Expedition 1 – Ben Vorlich

(location)

Ben Vorlich was my first Munro, climbed on 3 May 1992. It was one of the nine trips, carried out once a term in a three-year cycle, by the Junior section of my school’s active and popular Mountaineering Club. Most of these trips didn’t involve Munros, but a couple did, and this one, being right on the edge of the Highlands, was judged OK for kids aged as young as 10 to ascend (I myself had just turned 12). I had been up a few hills before – the 454m Ben A’an in the Trossachs, aged 10, being a highlight, but Ben Vorlich was obviously quite a bit bigger.

I don’t remember too much from the trip, except that, despite an intermittent view at the top, it was a cold, wet and windy day, and I didn’t have a proper outer shell, just a single-layer nylon thing.
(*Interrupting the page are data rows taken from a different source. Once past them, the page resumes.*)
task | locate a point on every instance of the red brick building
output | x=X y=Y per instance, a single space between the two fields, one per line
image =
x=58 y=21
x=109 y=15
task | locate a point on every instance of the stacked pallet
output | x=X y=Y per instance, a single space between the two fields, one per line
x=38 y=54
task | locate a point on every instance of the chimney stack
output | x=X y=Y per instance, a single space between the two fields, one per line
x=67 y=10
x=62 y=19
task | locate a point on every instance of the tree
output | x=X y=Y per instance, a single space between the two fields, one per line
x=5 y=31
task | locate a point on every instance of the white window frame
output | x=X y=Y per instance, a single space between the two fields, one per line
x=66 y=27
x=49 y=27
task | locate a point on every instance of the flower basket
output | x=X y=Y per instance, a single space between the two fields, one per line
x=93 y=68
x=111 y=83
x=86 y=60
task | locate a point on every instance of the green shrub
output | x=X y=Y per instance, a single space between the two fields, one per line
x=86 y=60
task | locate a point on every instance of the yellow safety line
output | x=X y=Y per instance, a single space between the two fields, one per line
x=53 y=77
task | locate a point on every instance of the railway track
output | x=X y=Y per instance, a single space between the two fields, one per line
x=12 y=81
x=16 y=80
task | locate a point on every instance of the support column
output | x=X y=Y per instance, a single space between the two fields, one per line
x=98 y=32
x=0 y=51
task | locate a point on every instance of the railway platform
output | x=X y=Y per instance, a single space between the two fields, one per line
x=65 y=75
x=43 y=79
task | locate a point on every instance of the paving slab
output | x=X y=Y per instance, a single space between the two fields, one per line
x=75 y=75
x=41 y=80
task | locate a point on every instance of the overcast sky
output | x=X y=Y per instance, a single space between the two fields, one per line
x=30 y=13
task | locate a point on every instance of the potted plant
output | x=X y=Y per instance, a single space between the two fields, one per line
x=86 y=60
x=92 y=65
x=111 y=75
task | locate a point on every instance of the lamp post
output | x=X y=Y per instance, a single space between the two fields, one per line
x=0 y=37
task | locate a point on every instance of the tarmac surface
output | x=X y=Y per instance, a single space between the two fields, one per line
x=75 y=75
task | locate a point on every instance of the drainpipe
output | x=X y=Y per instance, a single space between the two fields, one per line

I developed mild hypothermia (going beyond the shivering stage and into a slightly zen-like state), on the long walk back down the glen to the north of the mountain. This has not happened to me since, but it was scary experience and thankfully one of the adults spotted me in a bad way and gave me a proper cagoule to shelter in for the remainder of the descent. The traditional stop in Callander for fish and chips soon cheered me up again (50 school kids piling off a coach and into the local chippies – so “locking out” the locals for a good half an hour).

One other thing I remember is that one of the kids had this high-tech device, called a GPS receiver. It was a Magellan (Garmin hadn’t really got going with consumer GPSes back then, I think) At the time, the GPS signal was still degraded by the US military – it was just after the Gulf War – so it was only accurate to around 100m. It also had a short battery life, so my friend switched it on every hour or so, waited to get a fix, recorded a waypoint and then switched it off again. Such a device seemed amazing – suddenly, we could “cheat” and find our location on the OS map without having to mapread. But the whole switching on-and-off thing was cumbersome and at the time I thought it was not a practical tool to have.

I don’t have any pics from the expedition unfortunately.